A. It can be extremely deflating when you’ve put in so much time and effort in creating business opportunities for the customer to then turn around and say: ‘I’ll think about it’. It’s essential that you prepare in advance for this during the course of the meeting, gearing your sales pitch up to tackle any objections, and reduce the ‘worry factor’ by having a wide range of positive customer testimonials.
It pays to be persistent when trying to overcome objections. Use open questions, such as who, what, where, when, why, and how. This will enable you to extract as much information as possible from the customer and give you the best chance of winning the business. At this stage in the sales process, the customer’s already bought into your business, so you should only let genuine obstacles prevent successful conversions.
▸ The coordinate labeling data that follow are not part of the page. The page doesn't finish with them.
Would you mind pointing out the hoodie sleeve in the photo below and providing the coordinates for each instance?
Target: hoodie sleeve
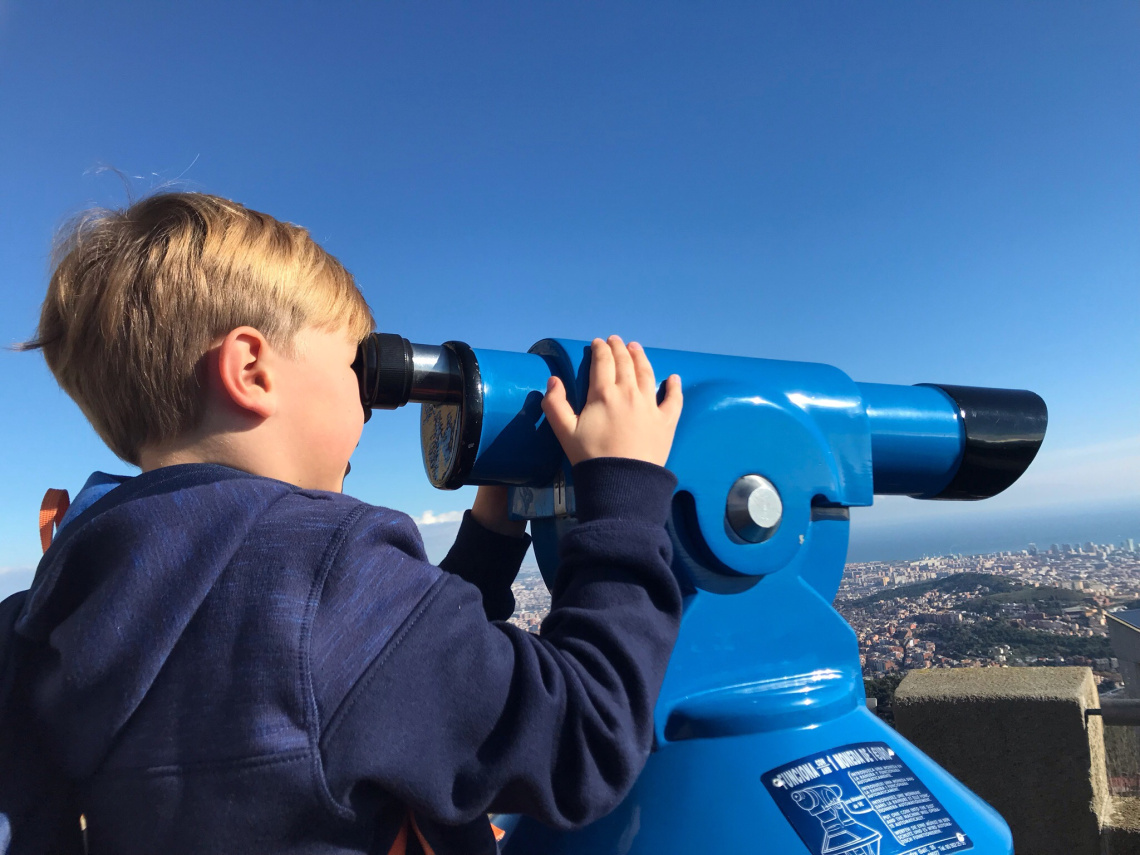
(489, 561)
(457, 716)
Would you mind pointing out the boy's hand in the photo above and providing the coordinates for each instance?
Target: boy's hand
(621, 416)
(490, 512)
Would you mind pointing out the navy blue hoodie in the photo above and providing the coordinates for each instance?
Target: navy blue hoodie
(228, 664)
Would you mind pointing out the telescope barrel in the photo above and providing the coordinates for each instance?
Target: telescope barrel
(949, 441)
(927, 441)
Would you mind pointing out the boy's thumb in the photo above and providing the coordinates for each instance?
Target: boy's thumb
(558, 409)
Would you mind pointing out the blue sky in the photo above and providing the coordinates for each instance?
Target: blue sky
(912, 192)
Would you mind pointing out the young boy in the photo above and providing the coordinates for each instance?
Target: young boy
(226, 654)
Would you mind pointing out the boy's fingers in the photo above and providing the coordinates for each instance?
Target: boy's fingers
(558, 409)
(645, 380)
(670, 405)
(601, 366)
(623, 363)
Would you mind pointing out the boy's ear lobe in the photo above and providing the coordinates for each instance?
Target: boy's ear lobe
(246, 371)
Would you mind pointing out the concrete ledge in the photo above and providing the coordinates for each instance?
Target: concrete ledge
(1122, 833)
(1018, 738)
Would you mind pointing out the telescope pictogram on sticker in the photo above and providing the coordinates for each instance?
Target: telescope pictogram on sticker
(841, 835)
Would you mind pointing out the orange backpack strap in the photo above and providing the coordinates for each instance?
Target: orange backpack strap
(51, 513)
(400, 844)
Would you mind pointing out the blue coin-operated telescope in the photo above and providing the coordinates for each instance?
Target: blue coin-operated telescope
(763, 738)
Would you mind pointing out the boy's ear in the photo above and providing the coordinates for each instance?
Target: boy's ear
(246, 369)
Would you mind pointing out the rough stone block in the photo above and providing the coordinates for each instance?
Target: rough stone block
(1019, 739)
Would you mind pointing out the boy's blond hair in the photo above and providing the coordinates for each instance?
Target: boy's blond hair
(137, 296)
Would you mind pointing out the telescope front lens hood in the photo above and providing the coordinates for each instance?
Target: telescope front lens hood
(1003, 430)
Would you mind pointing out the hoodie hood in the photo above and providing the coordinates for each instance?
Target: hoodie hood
(116, 589)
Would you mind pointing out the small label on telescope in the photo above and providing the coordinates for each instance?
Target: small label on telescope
(862, 799)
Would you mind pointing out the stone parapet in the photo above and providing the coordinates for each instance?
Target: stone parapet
(1019, 739)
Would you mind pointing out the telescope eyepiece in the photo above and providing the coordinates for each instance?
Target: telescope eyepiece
(391, 372)
(383, 368)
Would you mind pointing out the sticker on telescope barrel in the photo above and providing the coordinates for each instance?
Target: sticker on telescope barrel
(862, 799)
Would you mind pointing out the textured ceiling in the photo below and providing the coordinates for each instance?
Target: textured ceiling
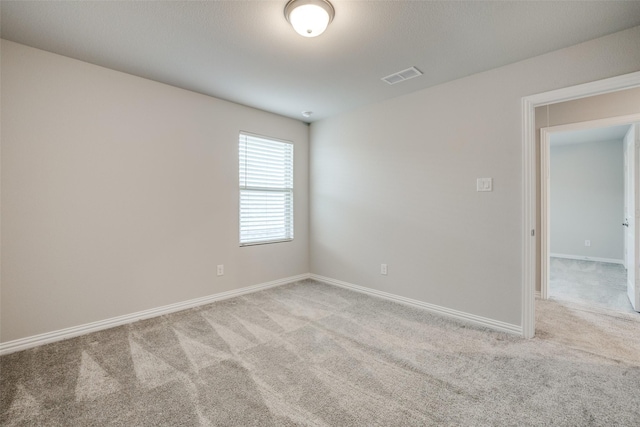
(245, 51)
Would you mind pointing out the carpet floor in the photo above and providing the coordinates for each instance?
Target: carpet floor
(589, 282)
(311, 354)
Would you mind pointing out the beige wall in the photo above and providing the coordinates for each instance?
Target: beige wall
(119, 194)
(587, 199)
(614, 104)
(395, 182)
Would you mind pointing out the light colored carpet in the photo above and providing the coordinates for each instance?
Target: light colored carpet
(313, 354)
(589, 282)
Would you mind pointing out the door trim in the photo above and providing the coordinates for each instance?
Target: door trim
(530, 175)
(545, 167)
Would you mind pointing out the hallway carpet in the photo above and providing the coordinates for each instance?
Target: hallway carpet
(317, 355)
(595, 283)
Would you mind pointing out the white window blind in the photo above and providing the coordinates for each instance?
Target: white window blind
(266, 190)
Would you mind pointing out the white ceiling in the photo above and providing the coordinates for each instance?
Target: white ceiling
(611, 133)
(245, 51)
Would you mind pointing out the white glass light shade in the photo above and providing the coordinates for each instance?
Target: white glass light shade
(309, 17)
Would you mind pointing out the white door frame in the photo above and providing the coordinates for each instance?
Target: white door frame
(545, 163)
(530, 175)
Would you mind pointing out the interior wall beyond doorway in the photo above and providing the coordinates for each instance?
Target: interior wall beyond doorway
(614, 104)
(587, 201)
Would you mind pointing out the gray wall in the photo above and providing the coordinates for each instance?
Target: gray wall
(587, 199)
(395, 182)
(120, 194)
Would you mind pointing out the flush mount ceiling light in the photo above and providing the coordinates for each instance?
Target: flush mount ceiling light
(309, 17)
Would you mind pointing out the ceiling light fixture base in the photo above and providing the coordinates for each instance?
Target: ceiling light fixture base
(309, 17)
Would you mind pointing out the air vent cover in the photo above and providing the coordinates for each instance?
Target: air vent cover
(403, 75)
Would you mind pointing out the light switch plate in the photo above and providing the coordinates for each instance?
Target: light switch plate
(484, 184)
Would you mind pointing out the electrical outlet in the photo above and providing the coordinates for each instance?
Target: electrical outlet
(383, 269)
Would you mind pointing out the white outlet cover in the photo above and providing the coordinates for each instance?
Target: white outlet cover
(484, 184)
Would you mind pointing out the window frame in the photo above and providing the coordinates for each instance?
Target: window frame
(289, 212)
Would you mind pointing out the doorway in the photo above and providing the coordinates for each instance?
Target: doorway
(531, 174)
(587, 170)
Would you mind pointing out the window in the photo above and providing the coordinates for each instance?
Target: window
(266, 190)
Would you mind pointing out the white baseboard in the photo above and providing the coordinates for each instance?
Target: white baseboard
(74, 331)
(588, 258)
(459, 315)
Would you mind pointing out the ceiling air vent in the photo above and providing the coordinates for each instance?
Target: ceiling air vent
(403, 75)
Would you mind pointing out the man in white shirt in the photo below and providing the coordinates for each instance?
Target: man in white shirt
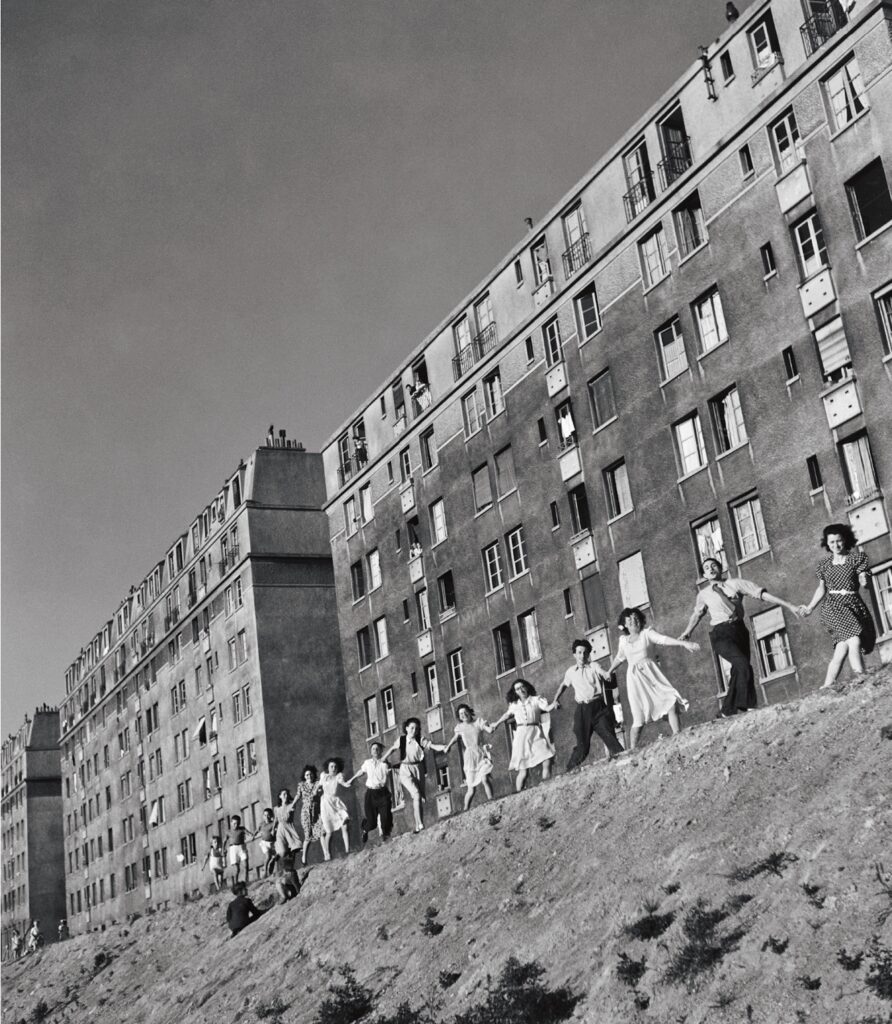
(592, 712)
(378, 803)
Consider what impact your service or product will have on the customer and what results they’re looking to achieve. A customer doesn’t go to an optician just to buy a new pair of glasses; they’re actually buying improved vision that glasses bring. You need to convince the customer how much better off they’ll be with the end results. If you keep asking yourself these questions then your proposal will be airtight, which in turn will help you secure their business.
Everyone knows that key to any business success is good customer service. The problem is, not everybody knows what it looks like. Never assume that you know what your customer wants – ask the right questions and make sure that you find out.
As soon as you’re aware of your customer’s needs then you can deal with any potential problems well in advance. Consider every ‘worst case scenario’ and troubleshoot so you can overcome any objections that your customer may have.
Always place yourself in the customer’s shoes. Focus on what will improve customer satisfaction, while increasing your margins. At the end of the day, it’s about what they want, not what you have to offer.